Rose Wendland’s decision to starve her husband met with the approval of the Lodi Memorial hospital as well as Wendland’s physician. However, Florence Wendland, his mother, and sister Rebekah Vinson petitioned the court to bar the hospital from implementing the younger Mrs. Wendland’s request.

San Joaquin Superior Court Judge McNatt ruled that while Rose Wendland was to be given conservatorship of her husband’s estate, she could not prohibit her husband from receiving life-sustaining care.

Because of his status as a disabled person, and because he has been characterized as more disabled than he is, a video-tape record was made in which Robert Wendland can be seen responding to the directives of a physical therapist.

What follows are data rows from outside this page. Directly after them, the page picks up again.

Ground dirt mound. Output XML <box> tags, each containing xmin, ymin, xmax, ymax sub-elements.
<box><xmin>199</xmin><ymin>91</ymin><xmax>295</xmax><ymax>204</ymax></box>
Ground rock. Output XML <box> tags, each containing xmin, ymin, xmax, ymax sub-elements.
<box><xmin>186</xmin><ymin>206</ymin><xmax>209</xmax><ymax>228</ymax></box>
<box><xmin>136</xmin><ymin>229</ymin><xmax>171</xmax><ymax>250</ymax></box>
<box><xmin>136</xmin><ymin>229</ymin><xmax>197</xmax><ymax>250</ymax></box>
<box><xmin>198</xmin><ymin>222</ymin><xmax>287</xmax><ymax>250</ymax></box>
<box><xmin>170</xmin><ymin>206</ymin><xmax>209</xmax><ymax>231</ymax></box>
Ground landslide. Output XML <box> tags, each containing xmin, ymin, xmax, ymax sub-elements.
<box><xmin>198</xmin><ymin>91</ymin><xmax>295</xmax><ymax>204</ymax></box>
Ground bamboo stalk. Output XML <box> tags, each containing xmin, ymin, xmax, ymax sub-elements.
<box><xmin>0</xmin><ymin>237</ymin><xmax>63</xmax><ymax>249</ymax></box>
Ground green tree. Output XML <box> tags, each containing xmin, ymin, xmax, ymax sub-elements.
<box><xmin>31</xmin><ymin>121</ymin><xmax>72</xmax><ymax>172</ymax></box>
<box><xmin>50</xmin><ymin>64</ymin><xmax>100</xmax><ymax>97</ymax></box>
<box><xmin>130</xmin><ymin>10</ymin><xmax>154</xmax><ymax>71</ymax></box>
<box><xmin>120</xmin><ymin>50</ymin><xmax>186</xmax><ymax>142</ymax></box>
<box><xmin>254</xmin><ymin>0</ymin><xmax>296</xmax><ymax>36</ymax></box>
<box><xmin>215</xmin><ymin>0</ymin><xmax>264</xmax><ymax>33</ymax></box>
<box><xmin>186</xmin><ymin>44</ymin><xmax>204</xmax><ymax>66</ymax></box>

On Tuesday October 21, 1997 Rose Wendland went to court a second time in an attempt to gain the court’s permission to stop food and hydration to her husband.

California’s Life Legal Defense Foundation has been following the Wendland case and advocating for him to receive full medical treatment without the withdrawal of food and water. Dana Cody, a director with the Foundation told reporters, “Robert’s disability is not a fate worse than death.” She noted that those who were involved in the attempt to withdraw food and water are “demonstrating nothing more than bigotry against a severely disabled person.”

Both Florence Wendland and Rebekah Vinson have offered to take on the care of Robert Wendland, however, to date Rose Wendland has not accepted their offers.